Wednesday, June 3, 2015

"to judge, to save"

The Word for today:
Judges 5
“Judge.”
The word has a bad reputation. It sounds, well, judgmental.
But in scripture, “judge” carries more than just the narrow, negative connotation we usually attach to it. Here is the first instance of the word judges in the book of Judges:
Then the LORD raised up judges, who saved them out of the hand of those who plundered them. (Judges 2:16)
The Judges were saviors, deliverers. To be sure, they also judged right from wrong, but their motivating purpose was deliverance, not condemnation.
The ultimate Judge, of course, is the Lord Jesus Christ. Many people have a very hard time reconciling the picture of Jesus the Savior with the picture of Jesus the Judge. But the Bible teaches that you can’t have one without the other.

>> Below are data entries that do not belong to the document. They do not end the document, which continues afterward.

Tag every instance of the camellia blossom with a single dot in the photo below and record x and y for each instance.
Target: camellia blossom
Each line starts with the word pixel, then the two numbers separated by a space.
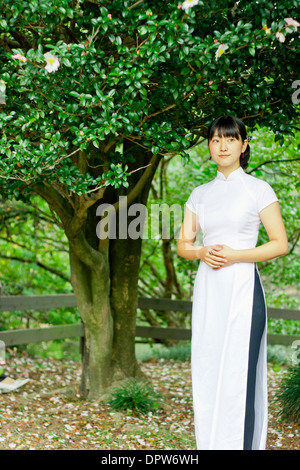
pixel 20 57
pixel 189 4
pixel 280 36
pixel 52 62
pixel 221 49
pixel 291 22
pixel 266 29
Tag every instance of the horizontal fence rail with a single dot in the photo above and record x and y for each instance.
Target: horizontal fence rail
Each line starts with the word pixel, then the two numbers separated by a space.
pixel 47 302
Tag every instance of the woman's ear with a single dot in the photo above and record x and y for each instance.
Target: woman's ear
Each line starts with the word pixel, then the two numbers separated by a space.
pixel 245 145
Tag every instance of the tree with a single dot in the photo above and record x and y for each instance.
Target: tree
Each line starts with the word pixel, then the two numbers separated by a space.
pixel 97 93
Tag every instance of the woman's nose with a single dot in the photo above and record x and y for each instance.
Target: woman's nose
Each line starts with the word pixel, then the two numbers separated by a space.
pixel 223 144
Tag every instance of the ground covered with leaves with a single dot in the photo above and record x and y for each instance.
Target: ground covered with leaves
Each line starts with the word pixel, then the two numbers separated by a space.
pixel 49 413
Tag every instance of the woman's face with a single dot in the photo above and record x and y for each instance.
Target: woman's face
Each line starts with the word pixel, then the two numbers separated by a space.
pixel 226 151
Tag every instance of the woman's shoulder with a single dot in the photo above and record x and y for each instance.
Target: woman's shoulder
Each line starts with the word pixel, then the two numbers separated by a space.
pixel 256 183
pixel 202 188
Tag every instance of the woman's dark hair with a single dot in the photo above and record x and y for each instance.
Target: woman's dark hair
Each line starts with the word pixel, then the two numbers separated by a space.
pixel 230 126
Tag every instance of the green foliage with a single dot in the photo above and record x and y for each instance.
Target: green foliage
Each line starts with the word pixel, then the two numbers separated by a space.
pixel 147 73
pixel 135 395
pixel 289 395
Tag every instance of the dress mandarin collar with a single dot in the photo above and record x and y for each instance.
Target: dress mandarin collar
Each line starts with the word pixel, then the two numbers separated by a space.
pixel 232 176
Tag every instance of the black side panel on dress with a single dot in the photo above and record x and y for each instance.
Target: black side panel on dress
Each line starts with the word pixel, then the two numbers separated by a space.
pixel 257 329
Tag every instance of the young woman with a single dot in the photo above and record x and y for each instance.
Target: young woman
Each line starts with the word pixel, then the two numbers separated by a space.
pixel 229 314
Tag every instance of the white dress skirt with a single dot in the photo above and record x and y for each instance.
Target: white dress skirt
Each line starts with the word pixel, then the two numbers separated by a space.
pixel 228 359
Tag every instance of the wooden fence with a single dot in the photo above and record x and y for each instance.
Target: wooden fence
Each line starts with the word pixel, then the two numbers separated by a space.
pixel 47 302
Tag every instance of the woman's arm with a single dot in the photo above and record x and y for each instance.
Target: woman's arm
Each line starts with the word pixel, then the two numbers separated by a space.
pixel 277 245
pixel 187 236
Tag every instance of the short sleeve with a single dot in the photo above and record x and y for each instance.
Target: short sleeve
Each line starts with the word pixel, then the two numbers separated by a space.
pixel 265 196
pixel 191 203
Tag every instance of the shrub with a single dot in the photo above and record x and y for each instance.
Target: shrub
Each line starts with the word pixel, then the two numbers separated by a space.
pixel 135 395
pixel 289 395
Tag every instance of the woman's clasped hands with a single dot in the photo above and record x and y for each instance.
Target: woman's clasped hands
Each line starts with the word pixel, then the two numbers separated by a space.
pixel 217 256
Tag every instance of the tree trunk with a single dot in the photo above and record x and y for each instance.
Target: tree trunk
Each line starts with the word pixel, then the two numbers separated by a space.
pixel 91 286
pixel 104 276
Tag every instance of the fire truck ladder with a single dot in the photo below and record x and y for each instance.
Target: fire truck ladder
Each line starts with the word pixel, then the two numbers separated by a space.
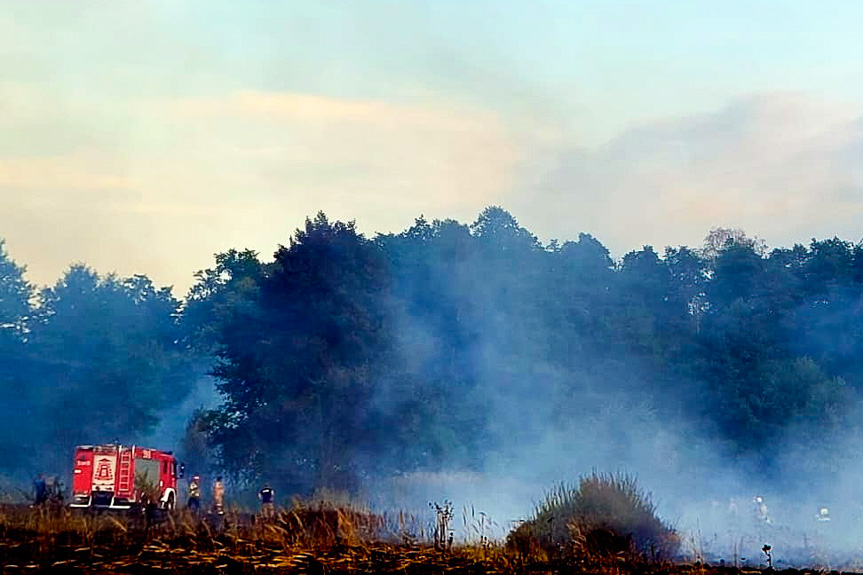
pixel 124 475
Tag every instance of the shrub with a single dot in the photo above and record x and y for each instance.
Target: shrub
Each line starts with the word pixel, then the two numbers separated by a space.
pixel 607 518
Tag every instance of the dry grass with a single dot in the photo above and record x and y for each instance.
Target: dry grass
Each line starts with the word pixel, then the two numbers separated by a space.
pixel 308 537
pixel 606 523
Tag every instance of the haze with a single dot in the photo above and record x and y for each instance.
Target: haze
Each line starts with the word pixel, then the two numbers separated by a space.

The best Old Testament illustration of Jesus as Savior/Judge is the rescue of Israel from bondage in Egypt. When God judged the chariots of Pharaoh in the waters of the Red Sea, his purpose was to save Israel. Here is how Psalm 76 describes their deliverance:
At your rebuke, O God of Jacob, both horse and chariot lie still.
You alone are to be feared.
Who can stand before you when you are angry?
From heaven you pronounced judgment,
and the land feared and was quiet—
when you, O God, rose up to judge, to save all the afflicted of the land.
“To judge, to save.”
There was no deliverance from death at the hands of Egypt without the waters of the Red Sea.
“To judge, to save.“
In the very same way, there is no deliverance from the wages of sin without the blood of Jesus Christ.
There is no such person as Savior Jesus without Judge Jesus. The best New Testament illustration of this paradox is seen here:
So also the chief priests with the scribes mocked him to one another, saying, "He saved others; he cannot save himself.” (Mark 15:31)
“He cannot save himself.” How right they were. The only way for him to save others was to judge himself.